The objective of the present study was to compare the chemical composition and quality traits of retail chicken meat based solely on label-defined groups (‘non-certified’ vs. ‘certified’ claims) in the Spanish market.

2. Materials and Methods

2.1. Experimental Design

A total of 39 breast (Pectoralis major) samples were collected from large stores across three seasons in 2024 (13 samples per season). Seasonal sampling was only intended to increase the variability within suppliers. No samples were collected during summer due to extreme seasonal temperatures and institutional closure. We confirmed that all samples originated always from the same 13 suppliers based on the information provided on the labels. Those 13 suppliers collectively account for more than 70% of Spain’s broiler production [25]. Based on label claims, samples were grouped as either ‘non-certified’ (no claims; 7 samples per season) or ‘certified’ (certified claims regarding distinctive dietary and slaughter age practices; 6 samples per season). Label claims were certified by a certification body (SGS or Certicar companies) in accordance with Commission Regulation (EC) No 543/2008 [9]. All the six suppliers in the certified group declared that cereals accounted for at least 65% by weight of the feed formula. Additionally, five of them also specified that maize accounted for at least 50% of the feed, three stated a minimum slaughter age of 56 days, and one additionally indicated ‘free range’ raising conditions. It is essential to clarify that all sample comparisons in this study were based strictly on the retail label claims and not on independent verification of the actual production systems.

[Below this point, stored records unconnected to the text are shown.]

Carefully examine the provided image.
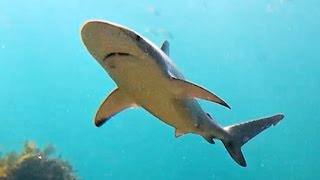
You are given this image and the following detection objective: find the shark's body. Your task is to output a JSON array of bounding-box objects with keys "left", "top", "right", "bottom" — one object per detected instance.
[{"left": 81, "top": 21, "right": 284, "bottom": 166}]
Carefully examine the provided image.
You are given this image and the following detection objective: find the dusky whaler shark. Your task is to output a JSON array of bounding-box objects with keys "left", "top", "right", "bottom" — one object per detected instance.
[{"left": 81, "top": 20, "right": 284, "bottom": 167}]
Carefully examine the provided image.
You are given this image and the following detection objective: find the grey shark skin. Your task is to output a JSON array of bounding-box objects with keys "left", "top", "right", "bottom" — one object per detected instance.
[{"left": 81, "top": 20, "right": 284, "bottom": 167}]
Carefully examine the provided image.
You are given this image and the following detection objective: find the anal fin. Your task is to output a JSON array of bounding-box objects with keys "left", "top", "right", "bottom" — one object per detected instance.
[{"left": 94, "top": 88, "right": 137, "bottom": 127}]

Moreover, lack of homogeneity in production practices between suppliers within both groups was expected. All products were purchased within standard expiration ranges (mean 2.8 ± 1.5 days post-packaging) to ensure comparable storage conditions. Samples were transported refrigerated (2–4 °C) to the Food Technology Laboratory, University of Córdoba, and processed within 24 h.

2.2. Laboratory Analyses

Moisture, protein, fat, and ash were determined following AOAC methods [26]: oven-drying at 100–102 °C for at least 16 h (AOAC 950.46), Kjeldahl (N × 6.25; AOAC 981.10), Soxhlet extraction (AOAC 960.39), and muffle incineration at 550 °C ± 25 °C for 4–6 h (AOAC 920.153), respectively.

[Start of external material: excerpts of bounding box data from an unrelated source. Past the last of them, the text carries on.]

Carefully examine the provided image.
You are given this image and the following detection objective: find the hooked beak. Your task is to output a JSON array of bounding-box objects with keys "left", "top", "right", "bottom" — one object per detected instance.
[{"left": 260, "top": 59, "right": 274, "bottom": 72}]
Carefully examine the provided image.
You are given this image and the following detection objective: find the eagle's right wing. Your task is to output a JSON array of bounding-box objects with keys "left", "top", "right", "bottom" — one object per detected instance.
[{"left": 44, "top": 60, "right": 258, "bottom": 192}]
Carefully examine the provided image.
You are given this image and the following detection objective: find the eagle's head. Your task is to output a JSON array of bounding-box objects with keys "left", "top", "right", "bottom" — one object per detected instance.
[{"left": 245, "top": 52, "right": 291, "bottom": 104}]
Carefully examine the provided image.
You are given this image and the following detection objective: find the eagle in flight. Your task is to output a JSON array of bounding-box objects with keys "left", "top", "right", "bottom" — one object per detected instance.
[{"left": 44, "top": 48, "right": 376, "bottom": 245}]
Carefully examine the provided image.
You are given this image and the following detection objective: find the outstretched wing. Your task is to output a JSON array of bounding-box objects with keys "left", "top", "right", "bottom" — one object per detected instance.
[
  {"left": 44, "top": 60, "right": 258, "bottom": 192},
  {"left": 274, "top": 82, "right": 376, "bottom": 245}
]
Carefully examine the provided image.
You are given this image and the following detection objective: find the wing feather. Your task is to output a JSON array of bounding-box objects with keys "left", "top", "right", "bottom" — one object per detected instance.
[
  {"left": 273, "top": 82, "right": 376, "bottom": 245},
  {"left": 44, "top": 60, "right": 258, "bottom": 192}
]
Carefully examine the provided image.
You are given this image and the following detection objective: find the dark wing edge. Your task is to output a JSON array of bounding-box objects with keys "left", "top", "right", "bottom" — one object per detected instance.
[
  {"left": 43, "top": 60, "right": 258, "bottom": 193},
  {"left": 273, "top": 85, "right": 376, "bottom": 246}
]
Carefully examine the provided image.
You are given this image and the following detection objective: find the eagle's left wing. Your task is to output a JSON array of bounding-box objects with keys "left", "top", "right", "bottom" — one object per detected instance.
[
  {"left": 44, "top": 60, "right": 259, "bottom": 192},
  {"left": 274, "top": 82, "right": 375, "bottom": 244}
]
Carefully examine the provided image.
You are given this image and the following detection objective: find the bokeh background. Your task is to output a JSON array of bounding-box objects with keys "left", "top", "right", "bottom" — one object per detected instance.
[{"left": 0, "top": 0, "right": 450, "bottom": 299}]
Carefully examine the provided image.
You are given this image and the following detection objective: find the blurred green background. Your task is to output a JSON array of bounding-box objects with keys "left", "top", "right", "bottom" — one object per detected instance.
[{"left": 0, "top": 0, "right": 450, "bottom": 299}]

The pH value, color, WHC, texture, and lipid oxidation were measured. pH was determined in triplicate with a Hanna Edge HI2020-48 pH meter (Hanna Instruments, Eibar, Spain) equipped with a penetration electrode. Color parameters (L*, a*, b*) were recorded after 30 min of blooming using a Minolta CR-400 colorimeter (Minolta Co., Osaka, Japan). Illuminant D65, an 8 mm measurement aperture, and a 2° standard observer were selected as measurement conditions. The hue angle and chroma values were determined using the following formulae:

$$\mathrm{H}\mathrm{u}\mathrm{e}\mathrm{ }\mathrm{a}\mathrm{n}\mathrm{g}\mathrm{l}\mathrm{e}\mathrm{=}{\mathrm{t}\mathrm{a}\mathrm{n}}^{\mathrm{-}\mathrm{1}}\mathrm{[}{\mathrm{b}}^{\mathrm{*}}\mathrm{/}{\mathrm{a}}^{\mathrm{*}}\mathrm{]}$$

(1)

$$\mathrm{C}\mathrm{h}\mathrm{r}\mathrm{o}\mathrm{m}\mathrm{a}\mathrm{=}{\left[{\left({\mathrm{a}}^{\mathrm{*}}\right)}^{\mathrm{2}}\mathrm{+}{\left({\mathrm{b}}^{\mathrm{*}}\right)}^{\mathrm{2}}\right]}^{\raisebox{1ex}{$\mathrm{1}$}\!\left/ \!\raisebox{-1ex}{$\mathrm{2}$}\right.}$$

(2)

WHC was analyzed by measuring expressible moisture as well as thawing, cooking, and drip losses [27,28,29,30,31]. In brief, for expressible moisture determination, 5 g of sample were excised, weighed, wrapped in pre-weighed Whatman No. 1 filter paper, and placed between two plates. A constant load of 2500 g was applied for 5 min. The moisture absorbed by the filter paper after compression was used to calculate the percentage of expressible moisture. Thawing loss determination, breast meat samples were weighed before thawing and again after gently blotting surface moisture post-thaw. Thaw loss was calculated as the percentage difference between the weights before and after thawing. For cooking loss, weighed breast meat samples were placed in a polyethylene bag and immersed in a water bath at 75 °C until reaching 70 °C internally, measured by a thermocouple placed in the geometric center. Following 30 min cooling at room temperature, samples were re-weighted and cooking loss was expressed as the percentage reduction in weight between raw and cooked samples after blotting them gently with filter paper. Finally, approximately 20 g of meat sample was suspended on a hook inside a sealed container, ensuring no contact with the walls. After 24 h of storage at 4 °C, the sample was gently blotted and weighed to determine drip loss, expressed as the percentage reduction in weight before and after storage.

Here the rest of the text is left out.